Which brings me to a simple irritant. If you want your characters to cuss, then let them cuss. I got so tired of all the foreign words whenever a character cursed. I have no idea if it was an actual language or a made-up one, but I hated it. It made the already stilted and barely tolerable dialogue even worse. That language was also really inconsistent. Sometimes, the elves/dwarfs/etc. talked in an old-fashioned manner and didn’t understand sarcasm or a joke, and other times, they spoke like modern teenagers.

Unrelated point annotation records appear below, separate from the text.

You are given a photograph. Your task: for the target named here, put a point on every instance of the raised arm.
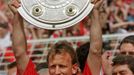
(19, 40)
(94, 56)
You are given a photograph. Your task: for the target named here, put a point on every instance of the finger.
(12, 8)
(15, 3)
(18, 1)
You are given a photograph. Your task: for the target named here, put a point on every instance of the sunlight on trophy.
(54, 14)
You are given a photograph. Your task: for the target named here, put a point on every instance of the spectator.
(123, 65)
(126, 47)
(61, 58)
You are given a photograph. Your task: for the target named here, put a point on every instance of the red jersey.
(30, 69)
(86, 70)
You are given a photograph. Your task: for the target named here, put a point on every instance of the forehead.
(127, 47)
(62, 58)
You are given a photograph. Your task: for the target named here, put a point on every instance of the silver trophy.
(54, 14)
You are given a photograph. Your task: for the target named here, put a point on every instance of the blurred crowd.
(117, 16)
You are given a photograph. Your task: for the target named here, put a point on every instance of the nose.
(57, 70)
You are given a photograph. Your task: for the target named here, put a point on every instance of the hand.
(106, 62)
(97, 3)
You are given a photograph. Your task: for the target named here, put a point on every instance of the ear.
(75, 68)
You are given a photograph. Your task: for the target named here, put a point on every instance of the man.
(123, 65)
(61, 59)
(127, 45)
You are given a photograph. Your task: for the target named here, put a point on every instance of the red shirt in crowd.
(30, 69)
(86, 70)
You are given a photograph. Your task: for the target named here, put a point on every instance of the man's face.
(127, 49)
(61, 64)
(121, 70)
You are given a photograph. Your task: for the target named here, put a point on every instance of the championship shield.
(54, 14)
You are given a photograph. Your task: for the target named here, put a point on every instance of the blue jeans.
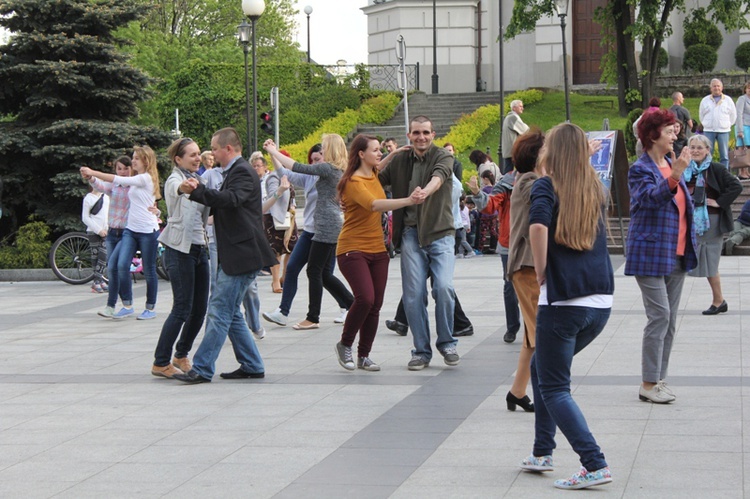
(297, 261)
(722, 139)
(251, 302)
(148, 244)
(213, 260)
(417, 263)
(225, 319)
(188, 275)
(562, 332)
(113, 254)
(512, 315)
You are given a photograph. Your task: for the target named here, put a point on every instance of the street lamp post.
(562, 11)
(253, 9)
(308, 11)
(243, 32)
(434, 48)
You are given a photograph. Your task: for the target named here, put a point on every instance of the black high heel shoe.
(524, 402)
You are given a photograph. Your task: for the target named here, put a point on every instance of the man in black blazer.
(243, 251)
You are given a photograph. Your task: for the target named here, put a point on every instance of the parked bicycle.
(72, 259)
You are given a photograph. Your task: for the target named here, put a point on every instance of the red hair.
(651, 125)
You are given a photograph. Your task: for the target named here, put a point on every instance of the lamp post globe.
(308, 11)
(253, 8)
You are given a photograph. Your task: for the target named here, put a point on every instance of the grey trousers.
(661, 299)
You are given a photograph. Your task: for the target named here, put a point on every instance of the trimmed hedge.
(701, 58)
(470, 127)
(742, 56)
(31, 249)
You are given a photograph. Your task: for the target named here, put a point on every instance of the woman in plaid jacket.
(661, 245)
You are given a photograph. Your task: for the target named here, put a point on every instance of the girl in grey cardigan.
(327, 224)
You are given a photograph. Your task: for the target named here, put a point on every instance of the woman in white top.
(141, 231)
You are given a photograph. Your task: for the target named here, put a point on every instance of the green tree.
(175, 33)
(70, 94)
(623, 23)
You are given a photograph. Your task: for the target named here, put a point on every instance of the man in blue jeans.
(426, 235)
(242, 251)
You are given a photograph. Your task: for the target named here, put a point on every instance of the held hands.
(473, 184)
(283, 185)
(189, 185)
(418, 196)
(679, 164)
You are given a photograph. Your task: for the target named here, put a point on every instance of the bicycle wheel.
(161, 264)
(71, 258)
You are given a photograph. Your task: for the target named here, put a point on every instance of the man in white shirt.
(717, 113)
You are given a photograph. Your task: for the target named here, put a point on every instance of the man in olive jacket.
(426, 234)
(242, 249)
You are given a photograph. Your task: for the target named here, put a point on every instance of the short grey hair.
(700, 138)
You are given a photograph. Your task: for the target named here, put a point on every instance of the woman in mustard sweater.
(361, 252)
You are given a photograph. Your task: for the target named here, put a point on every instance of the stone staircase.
(614, 239)
(443, 109)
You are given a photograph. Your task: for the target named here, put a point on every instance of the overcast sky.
(338, 30)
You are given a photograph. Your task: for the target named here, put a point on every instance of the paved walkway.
(80, 415)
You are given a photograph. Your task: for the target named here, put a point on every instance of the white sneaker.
(341, 318)
(657, 395)
(276, 317)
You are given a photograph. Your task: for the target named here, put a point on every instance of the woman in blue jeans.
(301, 252)
(568, 240)
(141, 230)
(184, 239)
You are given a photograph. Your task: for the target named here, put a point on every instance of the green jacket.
(435, 215)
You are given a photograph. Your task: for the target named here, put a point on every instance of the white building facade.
(468, 52)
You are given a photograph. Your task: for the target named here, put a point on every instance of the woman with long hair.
(141, 230)
(576, 282)
(327, 224)
(117, 218)
(184, 239)
(361, 251)
(661, 245)
(301, 252)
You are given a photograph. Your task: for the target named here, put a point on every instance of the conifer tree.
(67, 97)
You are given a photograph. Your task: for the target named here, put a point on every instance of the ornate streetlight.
(308, 11)
(562, 10)
(253, 9)
(434, 48)
(243, 32)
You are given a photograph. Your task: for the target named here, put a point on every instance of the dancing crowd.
(545, 211)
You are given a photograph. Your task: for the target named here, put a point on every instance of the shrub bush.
(470, 127)
(31, 249)
(698, 29)
(742, 56)
(663, 59)
(700, 58)
(630, 139)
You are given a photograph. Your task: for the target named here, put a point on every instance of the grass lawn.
(586, 111)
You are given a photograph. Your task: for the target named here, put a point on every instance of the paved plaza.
(82, 417)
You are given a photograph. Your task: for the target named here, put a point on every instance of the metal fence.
(375, 76)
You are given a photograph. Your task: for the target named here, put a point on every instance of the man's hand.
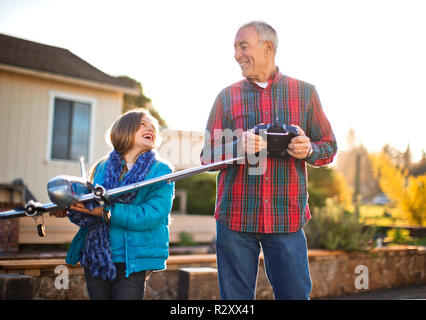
(253, 143)
(300, 146)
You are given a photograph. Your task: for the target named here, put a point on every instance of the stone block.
(198, 284)
(16, 287)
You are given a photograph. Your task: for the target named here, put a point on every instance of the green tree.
(140, 101)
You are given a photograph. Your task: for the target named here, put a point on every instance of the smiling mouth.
(148, 136)
(243, 64)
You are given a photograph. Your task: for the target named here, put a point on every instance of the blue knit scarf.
(97, 255)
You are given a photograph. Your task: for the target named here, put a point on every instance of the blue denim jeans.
(285, 258)
(121, 288)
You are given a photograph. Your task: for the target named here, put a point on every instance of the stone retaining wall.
(333, 273)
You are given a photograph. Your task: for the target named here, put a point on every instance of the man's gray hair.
(265, 32)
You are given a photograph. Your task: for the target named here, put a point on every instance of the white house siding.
(24, 125)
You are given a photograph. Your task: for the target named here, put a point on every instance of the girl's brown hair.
(123, 130)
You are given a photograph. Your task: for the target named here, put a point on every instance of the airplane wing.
(33, 209)
(30, 210)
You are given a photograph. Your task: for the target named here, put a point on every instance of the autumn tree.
(408, 191)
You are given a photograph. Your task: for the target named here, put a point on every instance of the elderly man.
(267, 210)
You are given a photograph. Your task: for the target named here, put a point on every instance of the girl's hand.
(58, 213)
(81, 208)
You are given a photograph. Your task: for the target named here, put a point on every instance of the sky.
(367, 59)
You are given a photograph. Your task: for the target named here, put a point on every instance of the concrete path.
(407, 293)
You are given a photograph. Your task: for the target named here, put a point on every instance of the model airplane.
(65, 191)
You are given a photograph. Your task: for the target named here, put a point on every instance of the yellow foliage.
(408, 192)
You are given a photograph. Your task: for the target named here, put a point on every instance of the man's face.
(250, 53)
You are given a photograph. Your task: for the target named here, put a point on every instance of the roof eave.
(68, 79)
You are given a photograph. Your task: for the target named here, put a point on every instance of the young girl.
(118, 244)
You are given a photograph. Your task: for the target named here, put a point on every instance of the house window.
(71, 129)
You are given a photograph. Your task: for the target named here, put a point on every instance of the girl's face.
(145, 137)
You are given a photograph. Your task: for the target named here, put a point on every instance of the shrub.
(336, 229)
(201, 193)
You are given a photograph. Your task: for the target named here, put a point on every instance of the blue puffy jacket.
(140, 230)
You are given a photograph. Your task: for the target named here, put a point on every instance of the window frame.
(92, 101)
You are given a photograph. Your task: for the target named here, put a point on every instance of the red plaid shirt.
(277, 200)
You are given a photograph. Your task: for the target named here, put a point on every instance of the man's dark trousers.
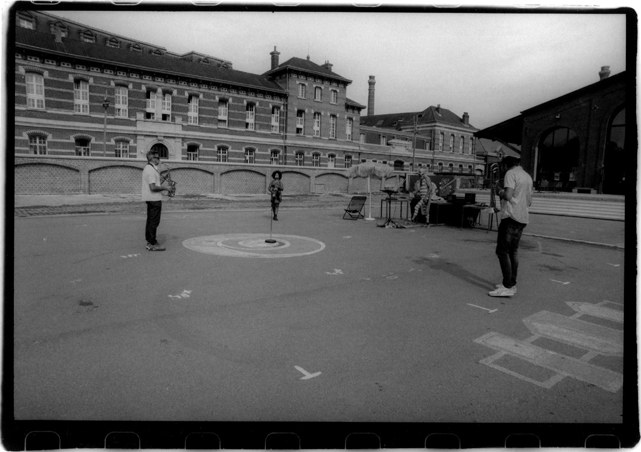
(153, 220)
(507, 247)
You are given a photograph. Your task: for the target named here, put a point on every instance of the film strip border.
(259, 436)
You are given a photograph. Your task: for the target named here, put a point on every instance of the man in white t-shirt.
(516, 198)
(151, 194)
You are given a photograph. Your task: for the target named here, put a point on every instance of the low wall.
(35, 174)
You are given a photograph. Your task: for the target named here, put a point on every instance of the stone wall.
(35, 174)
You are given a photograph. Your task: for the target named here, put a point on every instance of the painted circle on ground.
(254, 245)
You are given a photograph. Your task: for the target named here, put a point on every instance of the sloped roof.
(306, 66)
(489, 147)
(510, 130)
(142, 61)
(352, 103)
(430, 115)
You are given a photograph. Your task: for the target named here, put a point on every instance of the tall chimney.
(604, 73)
(370, 97)
(274, 55)
(58, 32)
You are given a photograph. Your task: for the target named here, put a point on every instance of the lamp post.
(105, 105)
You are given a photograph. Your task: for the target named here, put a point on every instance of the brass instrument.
(494, 180)
(171, 189)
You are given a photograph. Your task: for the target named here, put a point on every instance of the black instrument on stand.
(494, 180)
(390, 223)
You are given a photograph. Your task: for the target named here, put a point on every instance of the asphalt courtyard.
(336, 321)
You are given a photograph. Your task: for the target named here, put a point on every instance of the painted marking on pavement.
(563, 365)
(576, 332)
(254, 245)
(306, 374)
(337, 271)
(596, 311)
(480, 307)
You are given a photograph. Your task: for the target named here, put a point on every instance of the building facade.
(88, 94)
(577, 142)
(436, 139)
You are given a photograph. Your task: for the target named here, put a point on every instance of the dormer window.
(63, 29)
(87, 36)
(113, 43)
(26, 21)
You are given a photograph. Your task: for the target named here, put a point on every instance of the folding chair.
(354, 208)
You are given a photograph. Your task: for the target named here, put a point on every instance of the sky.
(492, 66)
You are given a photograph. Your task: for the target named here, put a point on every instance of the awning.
(506, 132)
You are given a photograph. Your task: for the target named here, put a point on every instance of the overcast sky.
(492, 66)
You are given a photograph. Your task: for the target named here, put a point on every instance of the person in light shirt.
(152, 195)
(516, 199)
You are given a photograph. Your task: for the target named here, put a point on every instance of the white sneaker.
(501, 292)
(513, 288)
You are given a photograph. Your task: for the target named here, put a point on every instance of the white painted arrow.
(307, 374)
(480, 307)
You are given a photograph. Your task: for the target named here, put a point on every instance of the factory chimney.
(58, 33)
(274, 55)
(604, 73)
(370, 97)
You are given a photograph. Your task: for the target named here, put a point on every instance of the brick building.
(578, 141)
(90, 104)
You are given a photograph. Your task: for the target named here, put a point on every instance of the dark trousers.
(507, 248)
(153, 220)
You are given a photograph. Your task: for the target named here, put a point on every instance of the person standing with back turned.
(151, 194)
(516, 199)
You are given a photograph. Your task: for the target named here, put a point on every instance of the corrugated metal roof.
(352, 103)
(141, 61)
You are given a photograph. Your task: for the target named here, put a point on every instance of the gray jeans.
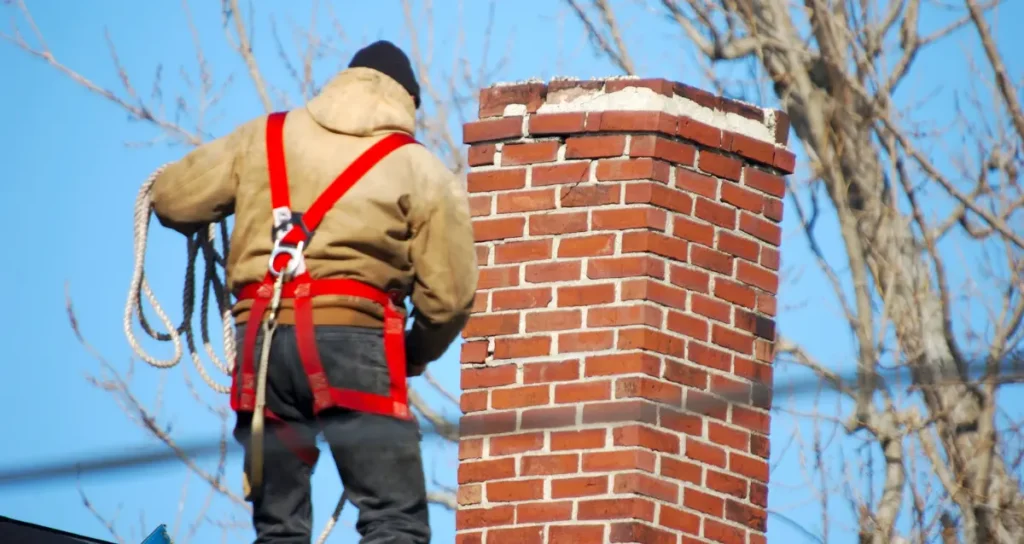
(378, 457)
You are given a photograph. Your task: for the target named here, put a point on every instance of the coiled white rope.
(212, 284)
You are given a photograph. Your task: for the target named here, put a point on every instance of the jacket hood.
(363, 101)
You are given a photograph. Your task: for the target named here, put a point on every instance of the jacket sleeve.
(200, 187)
(444, 259)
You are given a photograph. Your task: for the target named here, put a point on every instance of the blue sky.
(71, 181)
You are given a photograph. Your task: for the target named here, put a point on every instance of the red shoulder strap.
(280, 199)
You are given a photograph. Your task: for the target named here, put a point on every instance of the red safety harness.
(291, 234)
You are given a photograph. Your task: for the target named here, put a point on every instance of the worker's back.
(406, 218)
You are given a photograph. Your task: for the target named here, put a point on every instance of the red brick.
(745, 514)
(578, 440)
(624, 316)
(487, 423)
(761, 228)
(630, 169)
(640, 484)
(659, 148)
(549, 464)
(721, 434)
(528, 250)
(644, 387)
(559, 320)
(761, 180)
(478, 378)
(471, 448)
(619, 460)
(586, 341)
(540, 512)
(588, 246)
(545, 124)
(546, 418)
(479, 205)
(689, 279)
(751, 149)
(726, 484)
(681, 470)
(557, 223)
(637, 532)
(621, 219)
(741, 198)
(492, 129)
(495, 277)
(494, 99)
(520, 298)
(551, 372)
(655, 292)
(680, 520)
(720, 165)
(522, 347)
(473, 471)
(588, 196)
(639, 435)
(543, 273)
(710, 307)
(651, 340)
(595, 147)
(559, 173)
(637, 121)
(515, 444)
(694, 232)
(740, 247)
(710, 259)
(687, 325)
(520, 396)
(722, 533)
(702, 502)
(734, 292)
(751, 419)
(519, 535)
(583, 391)
(586, 295)
(636, 363)
(537, 152)
(656, 243)
(659, 196)
(496, 180)
(699, 132)
(685, 374)
(523, 490)
(615, 509)
(492, 325)
(705, 453)
(524, 201)
(715, 213)
(696, 182)
(473, 402)
(574, 534)
(760, 278)
(579, 487)
(481, 517)
(626, 267)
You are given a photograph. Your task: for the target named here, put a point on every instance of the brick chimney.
(628, 235)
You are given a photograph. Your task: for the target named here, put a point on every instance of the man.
(402, 227)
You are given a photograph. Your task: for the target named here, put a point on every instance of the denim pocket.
(353, 358)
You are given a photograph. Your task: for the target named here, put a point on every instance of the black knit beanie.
(387, 58)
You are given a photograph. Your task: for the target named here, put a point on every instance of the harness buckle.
(296, 263)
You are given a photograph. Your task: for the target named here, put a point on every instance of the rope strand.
(212, 285)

Speaking of inconsistencies, Michaels had a habit of setting up dictates of the world (elves can only have one child each, mating is forever, whatever) and then breaking them. It made the world, and thus the plot hinging on it, untrustworthy.

All in all, while the ideas in this book aren’t bad ones, it’s not a good read. It’s an especially poor read for any woman even remotely perceptive to the treatment of female characters or gender roles in fantasy. Perhaps Michaels thought giving women swords and telling us they are skilled would offset the cliched treatment; I don’t know. I’ll grant that Michaels allows no on-page rape (though it’s insinuated that it happened in the past), there are some humorous moments (though not usually the passages played for a laugh, those were usually just too ridiculous to be amusing), and the book does have an awesome cover.